Case Study

Avoid By-Product Formation in Hydrogenation

Case Study

Root Cause of By-Product Formation in a Hydrogenation Reaction

Hydrogenation By-Products Formation
Hydrogenation By-Products Formation

Written by Sonja Kamptmann of Novartis Pharma AG, this paper outlines how researchers at Novartis gained a better mechanistic understanding of the factors affecting hydrogenation by-products and pressure reactions.

Hydrogenation is influenced by several factors including type of catalyst, catalyst loading, solvent, substrate purity, temperature, and pressure.  Researchers at Novartis applied techniques that allow scientists to perform data-rich experiments to investigate the root cause of a critical by-product, which lead to a genotoxic impurity in the final drug substance. Knowing the exact point in time when hydrogenation by-product formation starts is critical to stop the reaction and isolate the highest product yield with the lowest by-product concentration.

Although integrating PAT tools can provide comprehensive and continuous analysis of the reaction in real time, critical information concerning low level impurity profiles is limited with these techniques. Offline techniques including HPLC, UPLC, and GC are considered to be standard for impurity analysis, but sampling hydrogenations under pressure is challenging due to cumbersome manual sampling protocols. Manual sampling of hydrogenations is tedious and error prone since it includes releasing the pressure, purging the reactor with protecting gas, opening the reactor, taking the sample, closing the reactor, performing a leak test, purging with the reactor with protecting gas again, and pressuring the reactor with H2.

By capturing streams of analytical data at regular intervals, scientists at Novartis were able to establish a path to understanding the mechanism and conditions which caused the critical hydrogenation by-product formation. By adding quantitative HPLC measurements throughout the course of the hydrogenation reaction, where sampling had previously been impossible, assumptions were quickly corrected and a realistic mechanistic model had been drawn. Based on that, better decisions were made which have improved productivity and shortened timelines to reach the next milestone in process development of a high-quality drug Active Pharmaceutical Ingredient (API).

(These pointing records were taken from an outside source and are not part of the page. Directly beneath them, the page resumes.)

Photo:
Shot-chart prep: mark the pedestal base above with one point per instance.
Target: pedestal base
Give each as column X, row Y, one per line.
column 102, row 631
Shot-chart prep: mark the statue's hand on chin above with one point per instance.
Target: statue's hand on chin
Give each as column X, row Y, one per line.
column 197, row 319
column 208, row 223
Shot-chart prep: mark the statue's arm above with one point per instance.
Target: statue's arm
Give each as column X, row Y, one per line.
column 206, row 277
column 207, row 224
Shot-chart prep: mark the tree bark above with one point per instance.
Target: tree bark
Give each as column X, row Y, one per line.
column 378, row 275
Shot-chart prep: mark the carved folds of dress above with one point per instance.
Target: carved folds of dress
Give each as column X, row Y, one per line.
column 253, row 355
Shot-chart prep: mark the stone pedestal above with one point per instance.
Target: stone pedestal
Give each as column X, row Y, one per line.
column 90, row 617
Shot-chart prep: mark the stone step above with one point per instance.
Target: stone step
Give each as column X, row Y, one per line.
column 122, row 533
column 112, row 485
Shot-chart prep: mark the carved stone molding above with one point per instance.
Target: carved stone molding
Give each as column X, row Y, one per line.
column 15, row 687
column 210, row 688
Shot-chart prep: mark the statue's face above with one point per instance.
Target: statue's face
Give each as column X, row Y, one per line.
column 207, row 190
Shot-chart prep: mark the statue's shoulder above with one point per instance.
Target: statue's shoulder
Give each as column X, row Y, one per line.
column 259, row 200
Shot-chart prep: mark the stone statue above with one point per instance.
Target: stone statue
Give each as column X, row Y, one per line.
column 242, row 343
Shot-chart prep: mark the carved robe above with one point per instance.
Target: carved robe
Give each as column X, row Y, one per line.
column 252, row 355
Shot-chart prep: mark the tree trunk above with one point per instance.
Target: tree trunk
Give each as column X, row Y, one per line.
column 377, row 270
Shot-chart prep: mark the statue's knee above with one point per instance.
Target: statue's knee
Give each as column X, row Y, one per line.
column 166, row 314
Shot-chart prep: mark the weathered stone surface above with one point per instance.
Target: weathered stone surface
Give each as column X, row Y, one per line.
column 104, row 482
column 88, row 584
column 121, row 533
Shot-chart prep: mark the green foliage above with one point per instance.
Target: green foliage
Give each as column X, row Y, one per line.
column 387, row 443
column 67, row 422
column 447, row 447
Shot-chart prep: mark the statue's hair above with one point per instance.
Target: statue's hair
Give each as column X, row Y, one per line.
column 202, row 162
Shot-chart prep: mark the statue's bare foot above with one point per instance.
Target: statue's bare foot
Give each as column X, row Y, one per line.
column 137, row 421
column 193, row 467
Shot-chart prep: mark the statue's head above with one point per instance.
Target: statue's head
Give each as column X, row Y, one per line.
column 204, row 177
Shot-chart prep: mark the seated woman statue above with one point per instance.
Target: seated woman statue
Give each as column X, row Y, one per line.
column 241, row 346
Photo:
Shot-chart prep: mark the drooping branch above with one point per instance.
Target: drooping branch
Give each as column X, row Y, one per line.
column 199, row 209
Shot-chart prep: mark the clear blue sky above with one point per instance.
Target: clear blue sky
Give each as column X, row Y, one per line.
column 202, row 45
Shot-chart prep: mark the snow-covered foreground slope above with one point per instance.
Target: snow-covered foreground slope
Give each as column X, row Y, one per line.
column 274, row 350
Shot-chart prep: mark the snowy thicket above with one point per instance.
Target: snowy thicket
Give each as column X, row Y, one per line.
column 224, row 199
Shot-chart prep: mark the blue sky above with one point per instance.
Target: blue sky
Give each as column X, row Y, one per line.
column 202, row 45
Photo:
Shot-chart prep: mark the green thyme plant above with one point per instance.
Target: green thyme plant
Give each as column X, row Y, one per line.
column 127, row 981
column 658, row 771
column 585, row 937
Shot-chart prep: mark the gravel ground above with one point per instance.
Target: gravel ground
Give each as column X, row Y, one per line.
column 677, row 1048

In this example, reproducible sampling to allow quantitative determination of yields, reaction kinetics, and impurity profiles required following conditions to be maintained:

  • Pressure up to 5 bar
  • Elevated temperatures up to 80 °C
  • Highly reproducible, failure-free sampling over 24 hours
  • Sampling from a thick slurry

More experiments would be required to clarify the synthetic pathway, but the stop criterion was defined. The stop criterion can successfully be used on a production scale to stop the hydrogenation at the right point in time, where the reaction is finished but only small and acceptable amounts of by-products have formed - assuring high purity and quality.